Son apprentissage nécessite une pratique régulière avec des séances d’environ 20 minutes idéalement chaque jour.

Elle peut être pratiquée en journée ou au coucher avant la survenue de la sensation de somnolence, et également dans la nuit en cas de réveils nocturnes avec rendormissement difficile.

 

Hypnose

L’insomnie est une indication classique et validée de l’hypnose, notamment par son effet sur le stress et l’anxiété.

Son efficacité passe également par la parenté qu’il existe entre l’état hypnotique et l’état d’endormissement (état de conscience modifié, relaxation, isolation sensorielle).

En favorisant une interruption des schémas de pensée, elle permet de retrouver des conditions optimales pour favoriser l’endormissement chez les patients réceptifs à l’état hypnotique.

Elle passe par l’induction d’un état de relaxation et de détente totale associé à des pensées positives et la perception d’un état de bien-être.

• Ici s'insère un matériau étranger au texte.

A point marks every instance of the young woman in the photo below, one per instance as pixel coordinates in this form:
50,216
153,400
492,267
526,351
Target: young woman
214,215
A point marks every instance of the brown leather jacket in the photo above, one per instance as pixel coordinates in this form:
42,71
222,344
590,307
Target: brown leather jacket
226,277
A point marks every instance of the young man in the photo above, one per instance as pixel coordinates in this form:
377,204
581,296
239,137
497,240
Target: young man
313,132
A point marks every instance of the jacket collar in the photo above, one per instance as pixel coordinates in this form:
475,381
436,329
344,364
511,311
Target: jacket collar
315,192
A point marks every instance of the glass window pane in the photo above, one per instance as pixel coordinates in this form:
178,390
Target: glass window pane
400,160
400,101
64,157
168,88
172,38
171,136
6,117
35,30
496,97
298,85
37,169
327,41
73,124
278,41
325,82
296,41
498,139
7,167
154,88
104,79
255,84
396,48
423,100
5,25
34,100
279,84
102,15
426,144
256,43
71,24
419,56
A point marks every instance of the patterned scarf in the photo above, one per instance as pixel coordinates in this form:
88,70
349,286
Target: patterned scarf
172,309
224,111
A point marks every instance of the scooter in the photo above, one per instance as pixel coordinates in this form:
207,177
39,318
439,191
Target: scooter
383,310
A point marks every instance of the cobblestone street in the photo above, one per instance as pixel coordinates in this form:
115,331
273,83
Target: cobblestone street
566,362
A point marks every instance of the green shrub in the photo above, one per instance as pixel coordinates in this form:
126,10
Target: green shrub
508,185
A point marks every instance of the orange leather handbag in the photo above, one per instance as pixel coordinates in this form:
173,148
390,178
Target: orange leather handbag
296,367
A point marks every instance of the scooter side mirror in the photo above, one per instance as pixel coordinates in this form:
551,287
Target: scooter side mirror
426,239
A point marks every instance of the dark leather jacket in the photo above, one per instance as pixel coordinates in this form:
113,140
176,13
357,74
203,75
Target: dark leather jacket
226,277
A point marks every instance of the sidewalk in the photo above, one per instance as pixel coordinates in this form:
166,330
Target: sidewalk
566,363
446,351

Une séance d’hypnose dure environ 30 minutes, les résultats sur l’amélioration du sommeil sont perceptibles après 2 à 6 séances selon la sévérité de l’insomnie. Le traitement est ensuite consolidé par l’apprentissage d’une technique d’auto-hypnose pour que le sujet puisse s’autotraiter à domicile.

 

Méditation de pleine conscience

Le retour à soi associé au recentrage respiratoire que favorise la méditation de pleine conscience permettent de retrouver une sérénité et un apaisement mental et physique global favorables à une distanciation des problèmes quotidiens et des ruminations anxieuses.

En travaillant, comme lors de la relaxation, sur le moment présent, elle permet de mieux associer les pensées à l’action « ici et maintenant » : au travail, on travaille, on résout des problèmes mais au lit on se détend et on s’endort.

 

Que conclure ?

  • L’insomnie est fréquente et trop banalisée en regard de son retentissement sur la qualité de vie quotidienne.
  • Dès qu’elle est prolongée, elle justifie un bilan médical en regard de la diversité de ses formes et de ses causes possibles.
  • L’hygiène de vie est un levier essentiel de sa prise en charge.
  • Il est particulièrement important de créer un espace calme de transition entre l’agitation et les pensées de la journée et le coucher sous la forme d’un temps calme de 1 à 2 heures de décompression et de détente physique et mentale avant le coucher.
  • L’approche thérapeutique médicamenteuse ne peut être que de courte durée et les pratiques complémentaires constituent des abords thérapeutiques majeurs.